風紀委員Girls! 1
―私立清美(せいび)学園―
その名のとおり、『清く』『美しく』をモットーに掲げた女子高である。
清美学園はこの春、樹龍市に新たに誕生した。
地方都市に新しく生まれた私立校…一見普通のようにも思えるが、ここ樹龍市にとっては町のイメージを大きく変えるための一大プロジェクトだったのだ。
樹龍市は長年、高校同士の紛争に頭を悩ませていた。
公立私立問わず、問題児や不良の集まりやすい環境があったことが原因とされている。
そこで市は、ある私立の学校法人に学校設立を頼んだ。
他校の模範となり、ひいては抗争を収める役割を果たしてもらおうと願い…
こうして誕生したのが清美学園である。
「みんな、準備はいい?」
数十人の少女の中心に立つ女子生徒。
彼女こそ、清美学園初代生徒会長、天野舞。
「最近、黒獅子工業と青海大付属の間で不穏な噂が流れてる…両校の対立は日に日に悪化していて、このままでは衝突は避けられそうにないわ」
148cmという小柄で可憐なルックスとは裏腹に、強いリーダーシップとカリスマ性を買われて生徒会長に支持された舞。
舞の前に集まった女子生徒たちは校内、そして地域の安全・平和を守るために組織された『風紀委員』である。
黒獅子工業は伝統ある公立校だが、それに反して校風についてはいい話をまったく聞かない…長年にわたり市民の脅威となり続けた存在である。

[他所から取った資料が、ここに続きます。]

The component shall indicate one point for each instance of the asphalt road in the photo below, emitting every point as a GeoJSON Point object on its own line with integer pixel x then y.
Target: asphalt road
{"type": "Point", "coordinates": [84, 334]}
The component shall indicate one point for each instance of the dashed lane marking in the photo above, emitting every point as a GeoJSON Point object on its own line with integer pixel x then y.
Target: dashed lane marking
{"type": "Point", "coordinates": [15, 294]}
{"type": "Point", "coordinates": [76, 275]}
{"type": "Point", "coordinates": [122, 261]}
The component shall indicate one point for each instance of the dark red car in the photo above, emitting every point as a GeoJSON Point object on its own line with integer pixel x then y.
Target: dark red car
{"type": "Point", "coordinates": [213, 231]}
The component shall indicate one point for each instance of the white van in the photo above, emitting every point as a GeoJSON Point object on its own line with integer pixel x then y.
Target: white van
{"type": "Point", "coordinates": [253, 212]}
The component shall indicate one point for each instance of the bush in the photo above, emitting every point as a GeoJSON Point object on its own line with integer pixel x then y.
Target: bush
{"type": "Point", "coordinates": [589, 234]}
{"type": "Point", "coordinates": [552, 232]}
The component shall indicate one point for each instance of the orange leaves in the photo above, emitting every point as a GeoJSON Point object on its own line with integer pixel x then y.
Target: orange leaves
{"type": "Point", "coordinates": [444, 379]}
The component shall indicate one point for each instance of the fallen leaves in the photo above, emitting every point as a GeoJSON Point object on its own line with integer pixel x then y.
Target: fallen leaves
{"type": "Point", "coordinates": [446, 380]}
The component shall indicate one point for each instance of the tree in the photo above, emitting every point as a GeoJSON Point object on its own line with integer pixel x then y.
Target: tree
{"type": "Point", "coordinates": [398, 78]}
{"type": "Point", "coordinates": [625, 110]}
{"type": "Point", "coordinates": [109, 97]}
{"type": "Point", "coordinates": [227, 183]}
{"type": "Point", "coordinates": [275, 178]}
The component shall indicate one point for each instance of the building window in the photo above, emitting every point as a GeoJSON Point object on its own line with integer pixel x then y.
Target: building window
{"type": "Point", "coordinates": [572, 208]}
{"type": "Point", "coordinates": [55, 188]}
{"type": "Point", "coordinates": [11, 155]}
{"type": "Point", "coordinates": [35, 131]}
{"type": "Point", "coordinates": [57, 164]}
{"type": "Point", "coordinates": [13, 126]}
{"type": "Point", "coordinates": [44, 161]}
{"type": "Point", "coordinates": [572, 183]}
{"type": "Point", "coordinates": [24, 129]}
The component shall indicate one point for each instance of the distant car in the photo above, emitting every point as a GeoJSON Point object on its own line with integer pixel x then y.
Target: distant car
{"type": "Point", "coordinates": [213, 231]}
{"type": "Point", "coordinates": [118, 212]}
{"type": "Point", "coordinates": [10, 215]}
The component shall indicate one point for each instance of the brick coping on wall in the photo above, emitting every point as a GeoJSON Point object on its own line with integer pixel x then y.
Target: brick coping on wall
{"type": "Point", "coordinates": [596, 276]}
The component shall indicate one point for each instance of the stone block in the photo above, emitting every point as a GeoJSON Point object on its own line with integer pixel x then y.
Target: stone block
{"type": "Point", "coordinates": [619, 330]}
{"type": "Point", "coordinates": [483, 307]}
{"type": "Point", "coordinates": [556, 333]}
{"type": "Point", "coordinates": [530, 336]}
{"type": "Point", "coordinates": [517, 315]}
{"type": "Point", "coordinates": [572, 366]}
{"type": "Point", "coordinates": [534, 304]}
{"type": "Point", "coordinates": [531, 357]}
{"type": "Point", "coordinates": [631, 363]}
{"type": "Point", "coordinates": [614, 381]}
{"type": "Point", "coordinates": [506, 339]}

一方の青海大付属は新進の私立校であり、どちらかというとクリーンなイメージの強い、進学率も高くエリート輩出に重きを置く高校。
…ちなみに、両方とも男子校である。
「どうして青海大付属が黒獅子と…今まで何の対立理由もなかったじゃない」
そう言うのは舞とは対照的に、背の高いモデル体型の美少女、草壁彩花。
清美学園の生徒会書記でもある。
「青海大付属も最近出来た私立の男子校…黒獅子にとっては縄張りを荒らされた感を深く持ってるみたいね」
舞の代わりに答えるのはショートボブの美少女、柳瀬美咲。
新聞部部長の美咲、表向きはそう名乗るが実際は諜報部隊である。
「いつ衝突してもおかしくない状況…それが今日かもしれないのよね」
「そういうこと」
頷く美咲に薄く微笑む舞。
「それにしても、黒獅子のトップを取った"滝谷旬"はイケメンよね。」
プリントアウトされた写真を手に取りながら、彩花が割って入る。
「ええ、この学園にも隠れファンは多いみたい…」
美咲は彩花から写真を抜き取り、それを舞に手渡す。